Very good point. Even if you think she's bigoted, he still comes off badly for the reasons you state.
That is the huge problem I agree.
Even though we have no doubt most politicians probably say exactly the same things the moment they are out of earshot (or
think they are out of earshot), it's going to play badly simply because he is the one who got caught.
And I think it's actually a shame - for a brief moment we have had a glimpse of what Gordon Brown
really thinks.
He thinks that:
- His appearances should be better stage managed - This is hardly a surprise
- He was angry he had been put in front of a non-sympathetic member of the public shortly before the third electoral debate - Again hardly a surprise - I'm sure most politicians would have had the same reaction
- He wants to know who set up the encounter - Again perfectly understandable
I'm not being pro-Gordon Brown here as I believe this would have been an identical conversation
any of the leaders would have had with an aide after an encounter like that. Hardly a 'disaster' as Brown put it, but a piece of not particulalry great organisation or research by someone on his team at a fairly crucial time.

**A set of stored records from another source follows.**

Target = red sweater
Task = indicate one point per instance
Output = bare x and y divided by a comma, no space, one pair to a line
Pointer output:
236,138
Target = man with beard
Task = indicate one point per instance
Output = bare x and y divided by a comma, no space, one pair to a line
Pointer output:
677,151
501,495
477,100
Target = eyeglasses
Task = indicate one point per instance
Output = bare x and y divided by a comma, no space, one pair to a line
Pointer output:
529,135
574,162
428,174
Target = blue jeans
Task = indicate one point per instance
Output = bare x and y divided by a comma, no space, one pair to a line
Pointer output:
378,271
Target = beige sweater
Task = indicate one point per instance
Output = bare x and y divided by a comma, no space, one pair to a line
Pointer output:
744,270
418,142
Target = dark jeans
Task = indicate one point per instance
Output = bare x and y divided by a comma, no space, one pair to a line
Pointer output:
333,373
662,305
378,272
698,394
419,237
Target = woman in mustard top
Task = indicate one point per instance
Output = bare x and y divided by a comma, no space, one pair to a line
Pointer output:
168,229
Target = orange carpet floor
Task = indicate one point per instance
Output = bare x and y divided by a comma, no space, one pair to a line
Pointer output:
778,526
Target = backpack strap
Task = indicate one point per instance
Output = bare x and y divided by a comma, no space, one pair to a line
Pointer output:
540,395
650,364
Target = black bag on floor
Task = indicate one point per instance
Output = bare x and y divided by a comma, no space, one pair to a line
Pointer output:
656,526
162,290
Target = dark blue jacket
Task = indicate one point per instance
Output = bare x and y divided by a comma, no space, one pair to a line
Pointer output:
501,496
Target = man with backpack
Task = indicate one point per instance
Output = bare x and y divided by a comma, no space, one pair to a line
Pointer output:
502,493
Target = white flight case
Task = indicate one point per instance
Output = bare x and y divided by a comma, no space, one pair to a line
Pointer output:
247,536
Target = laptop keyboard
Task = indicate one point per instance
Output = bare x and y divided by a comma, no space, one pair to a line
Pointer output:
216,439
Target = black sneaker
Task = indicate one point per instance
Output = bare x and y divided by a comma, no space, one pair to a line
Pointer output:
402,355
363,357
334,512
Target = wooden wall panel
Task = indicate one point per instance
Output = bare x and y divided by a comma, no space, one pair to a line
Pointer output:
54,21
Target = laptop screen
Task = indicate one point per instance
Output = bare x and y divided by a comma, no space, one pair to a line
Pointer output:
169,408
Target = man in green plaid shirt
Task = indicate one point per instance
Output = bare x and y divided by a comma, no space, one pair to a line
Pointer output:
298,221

Now of course all these things go on behind the scene but there is a sort of myth that they don't, so this
will play badly for Gordon Brown, even though I'm sure Cameron and Clegg slept uneasily knowing how easy this scenario could have been for any of them to have fallen into.
(And I have to agree with previous posters that it seems amazing he would make this mistake bearing in mind how often it must be drilled into them not to ever do this, but I guess everyone can get distracted at the wrong moment)
But for me I thought it was interesting and quite heartening to know that, completely unguarded, Brown honestly though that someone having such an opinion to East-European mmigration was bigoted.
It made me like him more (and I had no intention of voting for Brown).
It's a shame he will pay a big price for being the one caught having the backstage conversations that in reality they all have.
(I think he should have played it like Bartlett in The West Wing and pretended he knew it was on and really meant to do it.)
The whole immigration thing is a bit weird though - when Nick Griffin was on Question Time all the majority of the public seemed to want to see was Griffin's racist views torn apart.
Yet now all the parties have to come across as anti-immigration to appease all the people who seem to think their local area is going downhill because of all those damn Poles coming over here taking our jobs.
Ironically, one way or the other Immigration may end up being the most central issue of this election.